Jag · Post by **Jag** » Tue Sep 18, 2012 7:11 am

I am receiving Chinese Characters in a string and I need them to be replaced with space

Is there any way we can do it in datastage 8.1
File contains a string 延安东路555号 and i need this as output '555'

Thanks in Advance

ArndW · Post by **ArndW** » Tue Sep 18, 2012 7:48 am

Before attempting a solution, you need to define exactly what you mean by "Chinese Characters". The different chinese character sets contain not only ideographs but also the classic LATIN-1 and extended ASCII characters. So first you need to know exactly which characters you want to keep.
Here's a possibility - read in the data as simple non-UTF ASCII using a DataStage server job. Use the ICONV(Data.Column,"MCP") to convert non-printable characters to ".". Is that sufficient to your requirements?
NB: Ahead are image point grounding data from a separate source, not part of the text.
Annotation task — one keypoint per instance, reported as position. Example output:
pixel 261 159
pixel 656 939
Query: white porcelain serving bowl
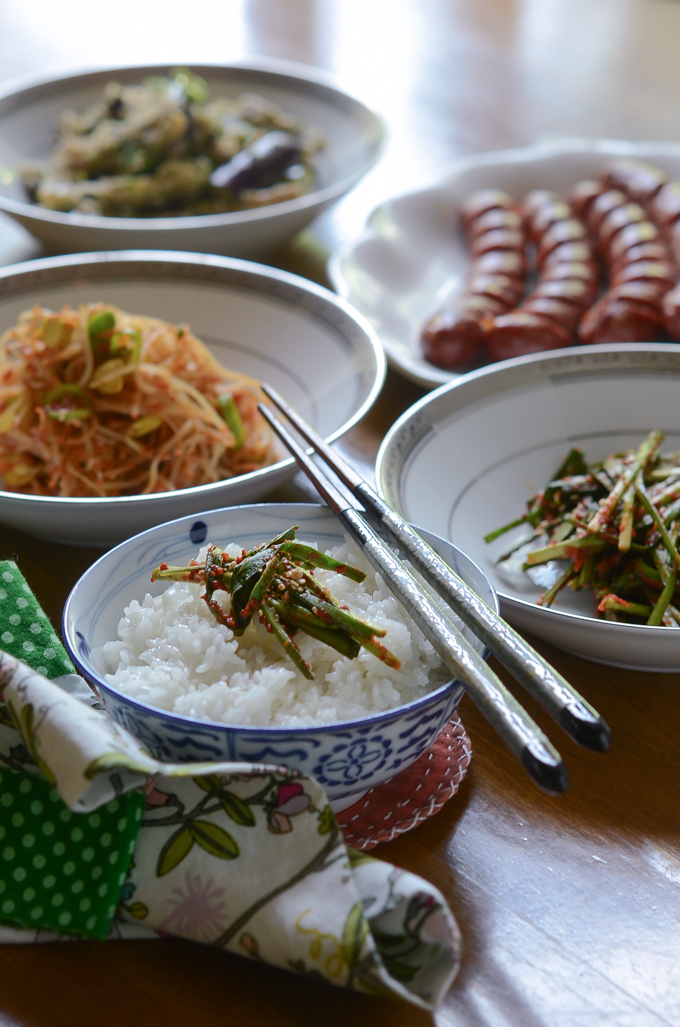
pixel 412 255
pixel 347 758
pixel 465 459
pixel 30 108
pixel 275 327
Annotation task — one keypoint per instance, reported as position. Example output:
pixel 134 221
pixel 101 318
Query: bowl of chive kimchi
pixel 563 483
pixel 129 386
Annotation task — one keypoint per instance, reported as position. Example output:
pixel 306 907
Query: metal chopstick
pixel 502 711
pixel 555 693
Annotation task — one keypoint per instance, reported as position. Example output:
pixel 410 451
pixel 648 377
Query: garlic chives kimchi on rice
pixel 97 402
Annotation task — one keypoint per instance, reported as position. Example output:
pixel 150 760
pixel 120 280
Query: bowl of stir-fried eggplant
pixel 559 473
pixel 219 159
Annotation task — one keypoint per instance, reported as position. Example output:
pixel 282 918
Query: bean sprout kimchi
pixel 97 402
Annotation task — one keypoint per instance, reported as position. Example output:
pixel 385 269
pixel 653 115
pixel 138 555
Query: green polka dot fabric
pixel 25 630
pixel 59 870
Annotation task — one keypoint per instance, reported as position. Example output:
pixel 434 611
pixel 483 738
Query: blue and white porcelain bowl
pixel 347 758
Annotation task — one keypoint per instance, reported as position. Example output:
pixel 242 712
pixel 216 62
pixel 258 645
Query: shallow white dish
pixel 465 459
pixel 30 108
pixel 348 757
pixel 267 324
pixel 412 255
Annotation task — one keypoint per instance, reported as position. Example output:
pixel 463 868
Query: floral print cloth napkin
pixel 248 858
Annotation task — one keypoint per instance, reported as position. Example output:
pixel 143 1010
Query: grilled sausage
pixel 452 337
pixel 638 179
pixel 567 282
pixel 630 310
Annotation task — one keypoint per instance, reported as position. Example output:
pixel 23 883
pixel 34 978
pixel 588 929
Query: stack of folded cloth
pixel 99 839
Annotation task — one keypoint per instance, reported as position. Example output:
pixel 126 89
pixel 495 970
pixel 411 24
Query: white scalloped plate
pixel 412 254
pixel 465 459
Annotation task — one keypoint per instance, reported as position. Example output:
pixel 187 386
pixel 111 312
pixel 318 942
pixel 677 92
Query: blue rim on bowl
pixel 347 757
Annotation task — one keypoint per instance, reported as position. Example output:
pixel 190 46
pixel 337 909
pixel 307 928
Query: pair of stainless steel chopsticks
pixel 502 711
ray.wurlod · Post by **ray.wurlod** » Tue Sep 18, 2012 3:27 pm

If you have NLS enabled, then 延, 安, 东, 路, 5 and 号 are all printable characters.

Perhaps you can use a server job, or a server Transformer stage in a server shared container, or a BASIC Transformer stage, with a routine that checks the result of the UniSeq() function applied to each character in turn. If the value of UniSeq() is higher than 255 then you have a non-ASCII character - that's over-simplified but addresses your requirement.